In the twenty-three years of Liberal/Country Party federal government which followed Chifley, despite a general shift away from Government funding, some progress in health care was still made, particularly under Minister of Health and Country Party leader Sir Earle Page, a surgeon-turned-politician. He introduced the free school milk scheme to improve nutrition, as well as a Pensioner Medical Service which gave aged, invalid, widows and service pensioners and their dependents free medical treatment by a general practitioner. The Coalition also passed the Aged Persons' Homes Act in 1954 to expand aged care. Within less than a decade there were 2.3 nursing home beds per 1000 of population, and by 1971 there were 3.7 per 1000, giving Australia the greatest number of nursing home beds per head of population in the world. In addition the anti-polio vaccine first trialed in America was being locally produced in Australia by the end of 1955 and supplied to the States free of charge for a nation-wide vaccination program. Australia also had one of the highest ratios of public hospital beds per 1000 population in the world (6.5 as of 1980), higher even than the United States, whose postwar Hill-Burton Act mandated a ratio of at least 5.0 to 1000.

The last effort by government to uphold the old Labor ideal of health care as an inalienable part of the "common good", however, came and went with Gough Whitlam (1972-1975). One of Whitlam's most controversial policies, second only to his determination to "buy back the farm", was his plan to introduce Medibank, the first truly universal health care system. This legislation was cited as one of the grounds for the double dissolution of Parliament on April 10, 1974.

Medibank was anathema to the free-traders. It eliminated the means test for hospital treatment and provided standard ward accommodation for free; provided free outpatient treatment; provided salaries for all doctors providing care to public patients (ending the earlier honorary system, where doctors received fees from private patients, and donated their services to the public system); and covered 85% of all medical bills by the government, with the 15% balance insurable. Fees were collected either by bulk billing (the preferred option), or the patient paid the doctor and then collected 85% of the fee from the Medibank offices.

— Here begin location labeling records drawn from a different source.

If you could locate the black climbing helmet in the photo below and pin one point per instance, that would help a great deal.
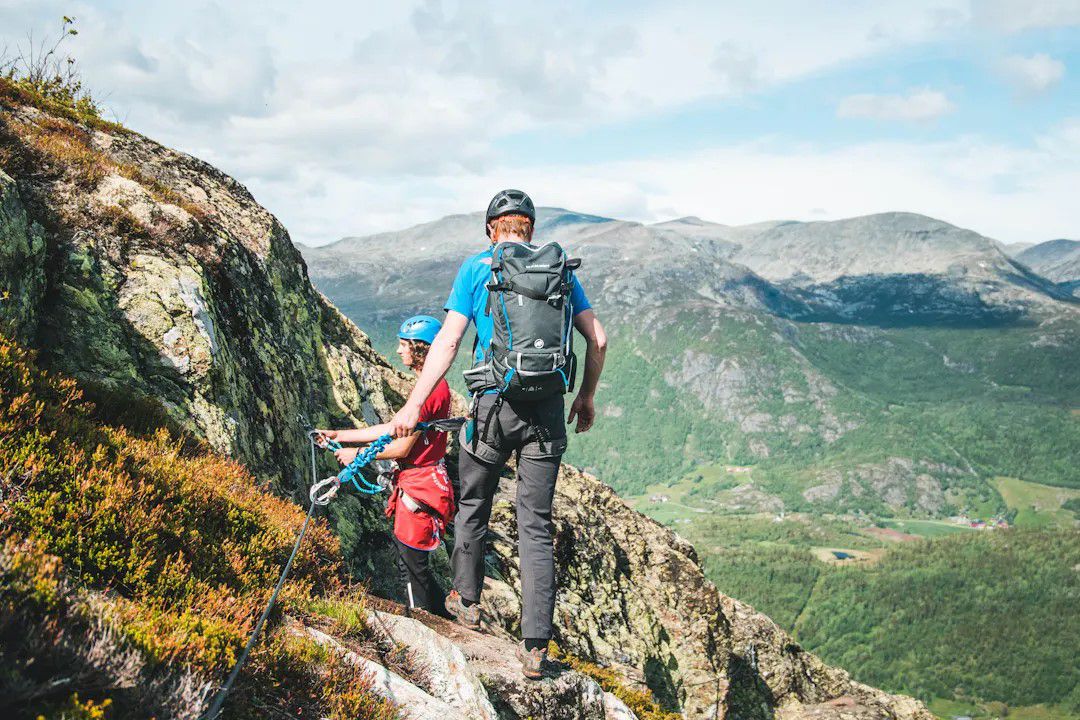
(509, 202)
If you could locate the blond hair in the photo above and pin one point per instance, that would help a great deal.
(512, 225)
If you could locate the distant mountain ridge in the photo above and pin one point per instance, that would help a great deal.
(779, 390)
(742, 326)
(1056, 259)
(802, 270)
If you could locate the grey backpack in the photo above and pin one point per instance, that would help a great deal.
(531, 352)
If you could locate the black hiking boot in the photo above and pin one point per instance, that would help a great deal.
(531, 661)
(467, 616)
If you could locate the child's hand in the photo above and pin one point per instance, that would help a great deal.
(346, 456)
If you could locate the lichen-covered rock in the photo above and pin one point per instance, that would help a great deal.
(171, 283)
(161, 285)
(22, 263)
(633, 596)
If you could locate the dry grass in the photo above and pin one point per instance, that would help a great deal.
(185, 546)
(67, 146)
(639, 701)
(14, 92)
(161, 192)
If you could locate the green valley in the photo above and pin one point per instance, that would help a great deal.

The Medibank legislation was eventually passed in August 1974 after Labor's reelection, but barely had time to become operational before Whitlam was dumped by the Crown, through Governor-General Sir John Kerr, on November 11, 1975.

Under the next government, headed up by Malcolm Fraser, health policy was dictated by economic considerations and a desire to shift health expenditure back to the private sector. Fraser's Jamison Inquiry into "hospital efficiency" helped to introduce the use of "business methods" in the health care industry. Under economic rationalists Hawke and Keating, it soon got much worse.